10 Comments leave one →
  1. Dee permalink
    December 7, 2010 12:47 pm

    I loved David Zeltserman’s ” Caretaker of Lorne Field” and Laura Lippman’s “I’d Know you Anywhere”. I have loved all of Laura’s stand alone novels but the Tess Monaghan novels, not as much, read them mostly just because they are set in my hometown, Baltimore. Am currently reading Patricia Cornwall’s “Port Mortuary” and just finished” Christmas Mourning” by Margaret Maron.

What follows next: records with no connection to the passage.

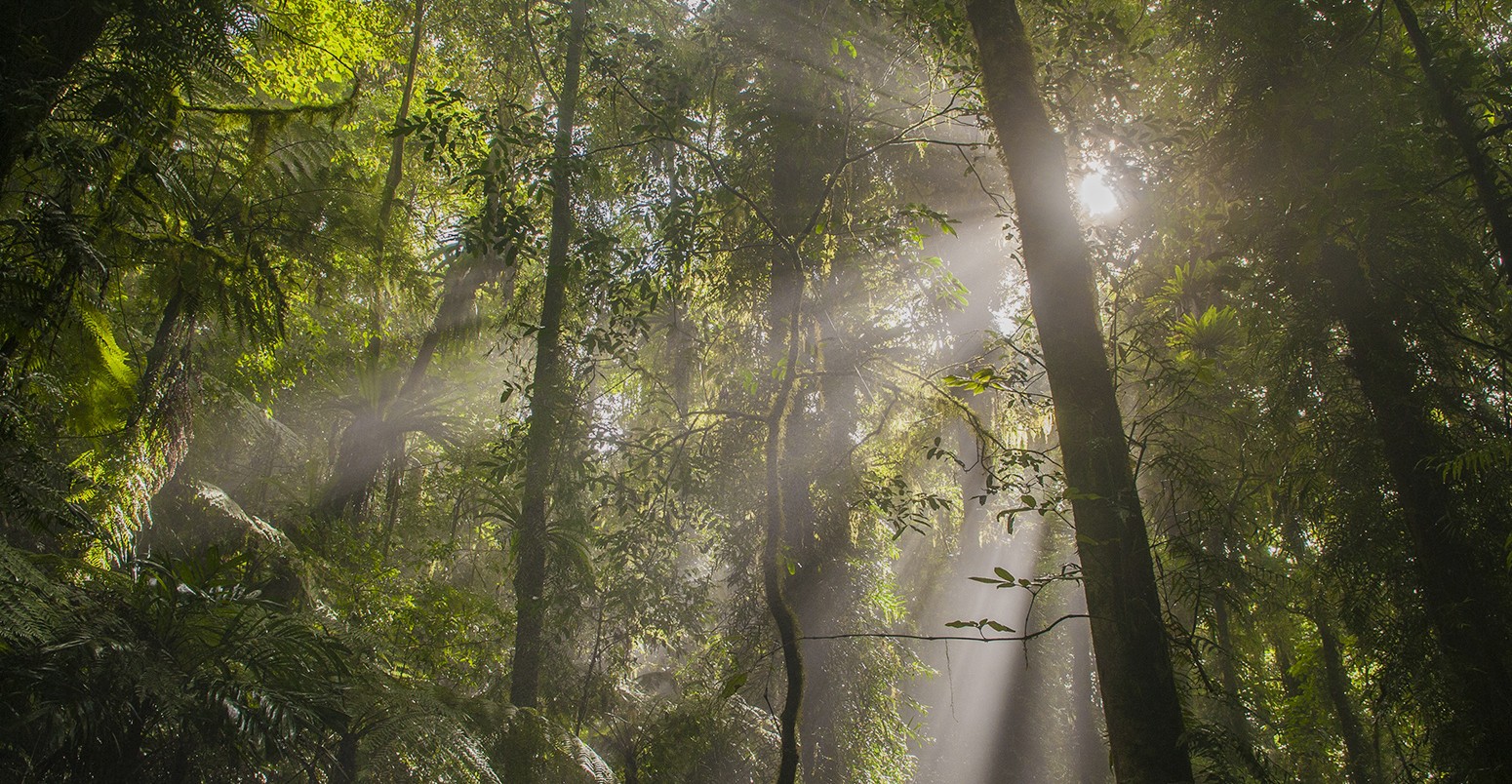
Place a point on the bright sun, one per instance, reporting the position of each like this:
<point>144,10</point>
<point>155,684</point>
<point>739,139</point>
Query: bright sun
<point>1096,197</point>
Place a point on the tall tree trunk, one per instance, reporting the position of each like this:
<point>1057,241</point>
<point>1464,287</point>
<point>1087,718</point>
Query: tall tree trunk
<point>1462,597</point>
<point>1361,762</point>
<point>549,407</point>
<point>1462,127</point>
<point>1129,633</point>
<point>1357,753</point>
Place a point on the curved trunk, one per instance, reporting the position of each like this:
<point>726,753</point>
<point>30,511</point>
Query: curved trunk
<point>547,412</point>
<point>1462,127</point>
<point>1129,633</point>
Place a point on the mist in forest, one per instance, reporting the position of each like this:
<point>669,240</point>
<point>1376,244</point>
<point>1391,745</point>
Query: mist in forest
<point>725,392</point>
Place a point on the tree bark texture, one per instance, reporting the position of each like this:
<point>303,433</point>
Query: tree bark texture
<point>40,43</point>
<point>549,407</point>
<point>1129,633</point>
<point>1464,603</point>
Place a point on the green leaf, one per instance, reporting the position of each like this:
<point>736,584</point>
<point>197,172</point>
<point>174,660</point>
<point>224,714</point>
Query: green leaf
<point>732,685</point>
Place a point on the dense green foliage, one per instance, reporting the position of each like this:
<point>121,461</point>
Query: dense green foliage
<point>274,277</point>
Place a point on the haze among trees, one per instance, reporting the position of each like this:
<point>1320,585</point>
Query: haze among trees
<point>755,390</point>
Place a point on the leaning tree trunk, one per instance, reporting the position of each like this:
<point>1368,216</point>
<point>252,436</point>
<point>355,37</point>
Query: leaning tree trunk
<point>1129,633</point>
<point>547,412</point>
<point>1462,127</point>
<point>1461,591</point>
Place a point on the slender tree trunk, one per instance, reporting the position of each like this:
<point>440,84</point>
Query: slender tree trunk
<point>1361,764</point>
<point>1464,600</point>
<point>1129,633</point>
<point>547,412</point>
<point>1357,754</point>
<point>773,556</point>
<point>1462,127</point>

I know, I know, what you think of authors like them who crank out the books, but I become really attached to the characters and can’t wait for the next books.

    • Chauncey Mabe permalink*
      December 7, 2010 1:35 pm

      No one has the right to look down another reader’s preferences or reasons for reading. We all have guilty pleasures — yes, it’s true! Even moi! So no need to apologize for your taste. Obviously, you know good writing from bad, if you like Laura Lipman.

  2. Tommy Smart permalink
    December 7, 2010 2:35 pm

    Full Dark, No Stars. Stephen King.

    • Chauncey Mabe permalink*
      December 7, 2010 7:15 pm

      Really? I like King quite a bit, and I know he’s capable of writing as well as anyone, and I know he has a facility for short stories. But I’ve not heard the rave for this one that his past forays into short fiction have received. I trust your judgment, though, Tommy.

  3. December 7, 2010 10:11 pm

    Probably very few have heard of my 3 fiction picks: A COMING OF ANGELS by Thomas E. Kennedy; SLOTH by Mark Goldblatt; THE CONSEQUENCE OF SKATING by Steven Gillis. I also nominate HOW TO LIVE: A LIFE OF MANTAIGNE; ADAM SMITH by Nicholas Phillipson. I’m glad that you’ll be listing your picks, Chauncey.

    • Chauncey Mabe permalink*
      December 8, 2010 12:48 am

      Thanks for those recommendations, Duff. I know that good books are published every year that are woefully under promoted, and undercovered.

  4. December 7, 2010 10:24 pm

    Whoops! It’s got to be a Freudian slip, the lingering impression of Kennedy’s story that made me say A COMING OF ANGELS. Kennedy’s title is IN THE COMPANY OF ANGELS. Call me a pervert.

    Actually, I do like A COMING OF ANGELS better.

    • Chauncey Mabe permalink*
      December 8, 2010 12:47 am

      Holy cow, me too.

  5. December 8, 2010 10:49 am

    This year has been mostly genre reads for me (part of the business, I guess), and my favorites are Wake Up Dead by Roger Smith (very violent South Africa Cape Town thriller, without the usual cartoonish elements of a lot of violent thrillers–this book reminds me what I like most about Elmore Leonard), No Sleep Till Wonderland by Paul Tremblay (a narcoleptic PI could be cutesy and annoying in most hand, but Paul plays it straight and with this wonderful voice–this and The Little Sleep are the Boston PI books people should be reading and talking about!), Galveston by Nic Pizzolatto (a wonderfully dark noir debut), and Florida Gothic Stories by Vicki Hendricks (a very fun & perverse collection of noir/horror stories).

    Chauncey, thanks for getting my name right this time!!

    • Chauncey Mabe permalink*
      December 8, 2010 11:05 am

      I beg your pardon? What are you implying, Mr. Seltzer– er Zeltserman?